The model generalizes somewhat ok to angle rotations (although not perfectly so still a failure case).
The model completely fails on faces turned to the side in an unfamiliar way.

Learned Filter Visualization

Layer1 and Layer 2:

Layer6:

Layers 1 and 2 seem to learn sharp edge boundaries, since the filters all have sharp edges in them.
The bottom right filter in layer 1 especially learns a vertical edge, while the top right filter is very hard to interpret.
Layer 6 is basically un-intelligeble since the representations are so upstream. Better visualization techniques are needed.

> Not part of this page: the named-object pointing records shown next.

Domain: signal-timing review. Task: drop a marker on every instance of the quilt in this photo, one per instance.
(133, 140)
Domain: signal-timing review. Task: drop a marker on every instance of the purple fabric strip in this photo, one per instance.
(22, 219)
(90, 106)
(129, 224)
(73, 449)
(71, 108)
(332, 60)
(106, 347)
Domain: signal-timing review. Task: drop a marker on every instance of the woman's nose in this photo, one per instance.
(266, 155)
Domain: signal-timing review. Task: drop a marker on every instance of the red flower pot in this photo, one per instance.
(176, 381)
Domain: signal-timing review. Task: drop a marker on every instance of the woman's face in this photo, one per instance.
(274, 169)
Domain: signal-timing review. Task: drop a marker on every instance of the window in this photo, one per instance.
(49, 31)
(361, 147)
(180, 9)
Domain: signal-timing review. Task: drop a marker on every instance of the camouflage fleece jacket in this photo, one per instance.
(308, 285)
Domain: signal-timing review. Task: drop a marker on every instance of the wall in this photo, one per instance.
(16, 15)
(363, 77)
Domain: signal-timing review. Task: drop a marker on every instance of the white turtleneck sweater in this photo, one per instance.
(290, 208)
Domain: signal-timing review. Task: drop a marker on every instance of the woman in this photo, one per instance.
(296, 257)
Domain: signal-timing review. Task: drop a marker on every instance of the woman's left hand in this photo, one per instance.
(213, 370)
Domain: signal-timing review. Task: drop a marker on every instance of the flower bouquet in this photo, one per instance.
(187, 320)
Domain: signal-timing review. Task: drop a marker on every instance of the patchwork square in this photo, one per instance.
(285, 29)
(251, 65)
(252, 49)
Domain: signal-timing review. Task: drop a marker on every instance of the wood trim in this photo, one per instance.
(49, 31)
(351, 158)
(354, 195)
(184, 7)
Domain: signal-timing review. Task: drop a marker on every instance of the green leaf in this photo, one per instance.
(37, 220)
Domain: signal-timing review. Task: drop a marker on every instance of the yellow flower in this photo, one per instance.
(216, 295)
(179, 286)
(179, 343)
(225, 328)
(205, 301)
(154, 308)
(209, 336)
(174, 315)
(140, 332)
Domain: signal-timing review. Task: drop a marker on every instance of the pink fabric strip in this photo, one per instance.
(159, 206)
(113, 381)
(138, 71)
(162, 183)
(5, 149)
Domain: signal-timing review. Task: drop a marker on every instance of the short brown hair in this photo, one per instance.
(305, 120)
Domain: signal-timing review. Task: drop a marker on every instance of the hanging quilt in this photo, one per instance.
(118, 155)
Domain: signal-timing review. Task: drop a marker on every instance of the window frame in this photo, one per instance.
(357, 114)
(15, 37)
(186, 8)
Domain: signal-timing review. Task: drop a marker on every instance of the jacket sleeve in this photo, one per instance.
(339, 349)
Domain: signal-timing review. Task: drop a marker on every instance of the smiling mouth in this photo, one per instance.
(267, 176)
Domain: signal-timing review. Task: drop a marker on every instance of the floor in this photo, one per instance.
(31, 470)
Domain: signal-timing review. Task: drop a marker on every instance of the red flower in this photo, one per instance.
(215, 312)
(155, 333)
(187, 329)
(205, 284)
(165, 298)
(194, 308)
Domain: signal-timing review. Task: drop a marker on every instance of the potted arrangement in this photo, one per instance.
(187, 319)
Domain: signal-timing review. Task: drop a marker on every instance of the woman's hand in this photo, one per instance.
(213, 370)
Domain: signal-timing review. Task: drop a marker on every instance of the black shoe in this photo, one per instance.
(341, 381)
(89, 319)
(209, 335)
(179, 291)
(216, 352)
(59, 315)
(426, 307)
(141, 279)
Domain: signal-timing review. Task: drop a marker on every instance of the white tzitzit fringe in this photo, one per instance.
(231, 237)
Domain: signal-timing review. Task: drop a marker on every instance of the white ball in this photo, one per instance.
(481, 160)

Part 3: Train With Larger Dataset

Data samples

The quality of samples in this dataset is much lower due to bad face bounding boxes.
I added padding to the side of each box in the dataset; however, that created a lot of black space that negatively impacts the data quality
Overall, I found working properly with this data to be much more difficult.

Kaggle Competition

My team name is Oleksii Volkovskyi, and the score is 70.

Model Architecture

I used a pretrained ResNet18. I modified it by replacing the last layer with a three-layer dense head and replaced the first filter to support black and white inputs.
Model:

Training Plots

Training took approximately 2 hours.

Model Predictions

Success cases:

Failure cases:

The model works decently well on front facing images; however, performance quickly drops off when the face is not located in the center or is partially out of the frame.